Still good for everybody, especially the homeless guy.
There are many semi functional democracies where immunity from criminal prosecution plays a depressingly large role in the country’s politics. What’s next? A proposal to make Trump “Senator for Life?”
The problem with pardons is that you have to accept them. Accepting them means that you basically admit to whatever crime you are being pardoned for, and once you do that, you lose your 5th amendment right against self-incrimination. (Because you just freely incriminated yourself.) Basically, a person who has been pardoned can be compelled to spill the beans upon pain of contempt of court (or congress), and further imprisonment.
So I don’t think a pardon is forthcoming for Stone. Or Manafort, for that matter.
ETA: But I’m not a lawyer, and I could be all wrong about this.
In fact, the only way I can see anyone getting a pardon in this mess is if everyone gets one, including Trump, once President Pence is installed in office. That’s what happened with Nixon and pals after Ford took over.
(Actually, I could see Pence letting Trump swing in the wind. That would be very satisfying.)
For context, when a dying John McCain had the gall to break ranks with the GOP and vote against one of Trump’s attempts to kill the Affordable Care Act, Roger Stone gleefully pointed out that McCain would be dead soon and said he’d burn in hell for betraying his party. So it’s hard to blame Meghan for holding a grudge.
Let’s not forget that when McCain did this, it wasn’t out of any sort of ideological opposition to repealing the ACA, it was in protest of procedural issues. In the end he was just another conservative scumbag who happened to not like Trump, but voted with him nearly 100% of the time anyway.
I think it’s remotely possible that if, say, three congressional committees and NYS subpoenaed Stone immediately, and then enforced, say, $25k a day fines against him when he doesn’t show up that, maybe, just maybe, he’d provide some testimony against Trump. It would probably take Trump tweeting smack about Stone and, doh, it would take quick moving committees but there’s at least one timeline near ours where Stone babbles.
But that’s assuming that Trump listens to advice instead of acting impulsively. And even then that’s assuming there is anyone left who even tries to give Trump advice.
I don’t actually believe that people do things to protest procedural issues. Lifetime civil service bureaucrats might, but not elected politicians. When someone complains about procedure it’s a mask over some other problem. Whether it was egotism or preening or hatred of Trump or a personal beef with McConnell, McCain knew their life was ending and wanted that vote in their obituary.
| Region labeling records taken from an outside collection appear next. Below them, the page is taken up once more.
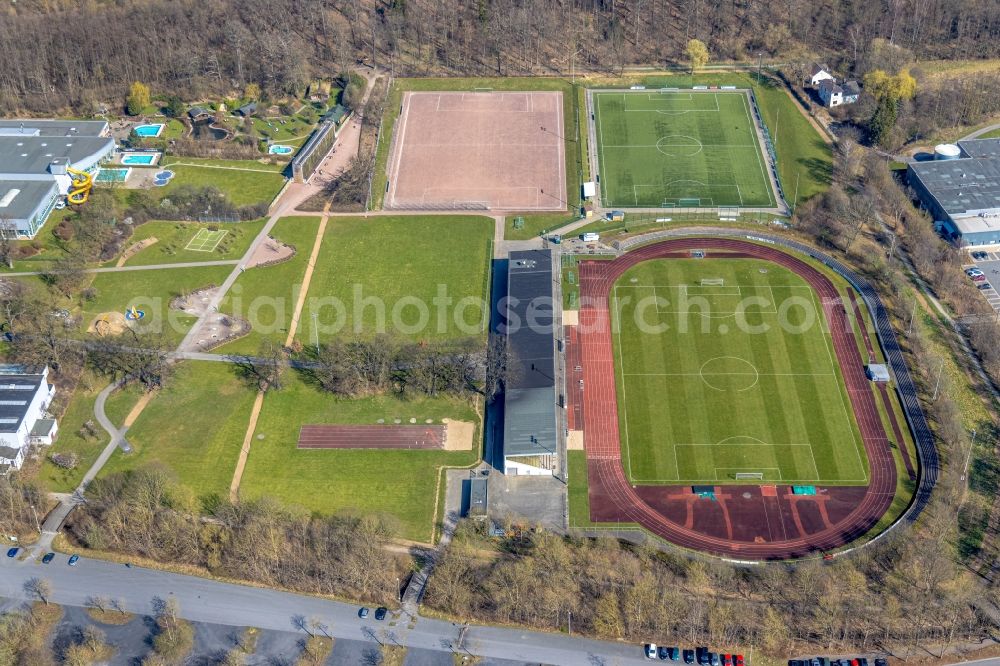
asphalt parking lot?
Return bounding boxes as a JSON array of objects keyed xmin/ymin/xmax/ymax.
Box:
[{"xmin": 962, "ymin": 250, "xmax": 1000, "ymax": 312}]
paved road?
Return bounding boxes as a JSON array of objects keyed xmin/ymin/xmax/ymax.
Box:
[
  {"xmin": 0, "ymin": 554, "xmax": 647, "ymax": 666},
  {"xmin": 0, "ymin": 259, "xmax": 239, "ymax": 277},
  {"xmin": 959, "ymin": 123, "xmax": 1000, "ymax": 141}
]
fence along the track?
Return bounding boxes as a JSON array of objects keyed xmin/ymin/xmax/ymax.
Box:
[{"xmin": 614, "ymin": 229, "xmax": 939, "ymax": 555}]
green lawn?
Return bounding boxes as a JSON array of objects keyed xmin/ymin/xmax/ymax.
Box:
[
  {"xmin": 101, "ymin": 361, "xmax": 255, "ymax": 497},
  {"xmin": 37, "ymin": 371, "xmax": 138, "ymax": 492},
  {"xmin": 160, "ymin": 155, "xmax": 285, "ymax": 173},
  {"xmin": 118, "ymin": 220, "xmax": 264, "ymax": 266},
  {"xmin": 593, "ymin": 91, "xmax": 775, "ymax": 208},
  {"xmin": 371, "ymin": 77, "xmax": 587, "ymax": 210},
  {"xmin": 157, "ymin": 163, "xmax": 285, "ymax": 206},
  {"xmin": 298, "ymin": 215, "xmax": 493, "ymax": 344},
  {"xmin": 217, "ymin": 216, "xmax": 320, "ymax": 354},
  {"xmin": 237, "ymin": 373, "xmax": 479, "ymax": 541},
  {"xmin": 612, "ymin": 259, "xmax": 868, "ymax": 485},
  {"xmin": 81, "ymin": 266, "xmax": 233, "ymax": 343},
  {"xmin": 585, "ymin": 72, "xmax": 833, "ymax": 203}
]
That tells me that McCain thought that ultimately they’d be judged as being the good guy for voting that way. There’s no way I can think about it where I don’t see McCain basically choosing to do the right thing there.
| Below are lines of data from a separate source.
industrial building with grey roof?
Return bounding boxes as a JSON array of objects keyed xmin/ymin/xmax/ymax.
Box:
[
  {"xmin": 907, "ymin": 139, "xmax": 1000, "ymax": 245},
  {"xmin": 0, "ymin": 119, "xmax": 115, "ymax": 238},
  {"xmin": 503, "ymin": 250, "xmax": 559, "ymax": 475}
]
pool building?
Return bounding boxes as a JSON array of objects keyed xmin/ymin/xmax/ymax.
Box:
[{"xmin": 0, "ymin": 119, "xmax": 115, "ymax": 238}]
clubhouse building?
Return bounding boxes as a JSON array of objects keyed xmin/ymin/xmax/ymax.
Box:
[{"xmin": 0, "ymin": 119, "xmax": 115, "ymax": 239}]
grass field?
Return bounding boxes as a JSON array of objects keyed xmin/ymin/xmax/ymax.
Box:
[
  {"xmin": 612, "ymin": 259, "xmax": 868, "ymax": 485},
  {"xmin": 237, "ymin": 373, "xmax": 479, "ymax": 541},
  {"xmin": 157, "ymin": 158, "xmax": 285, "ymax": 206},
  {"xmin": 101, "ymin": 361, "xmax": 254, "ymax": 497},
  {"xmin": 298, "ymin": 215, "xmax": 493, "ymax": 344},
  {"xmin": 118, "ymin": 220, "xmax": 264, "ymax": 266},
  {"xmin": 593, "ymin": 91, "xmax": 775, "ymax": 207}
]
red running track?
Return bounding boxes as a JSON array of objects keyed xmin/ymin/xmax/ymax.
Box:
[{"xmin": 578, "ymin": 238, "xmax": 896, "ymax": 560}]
I’m not going to pull up a ledger and weigh McCain’s virtues and sins, I guess I just see it as the corollary to the goat-fucker rule (even if you fuck goats ironically, you’re still a goat-fucker): Even if you save millions of people out of egotism, you still saved millions of people. We just have to be thankful at least some of the time the best way to appear as if you are doing something right is to actually do something right.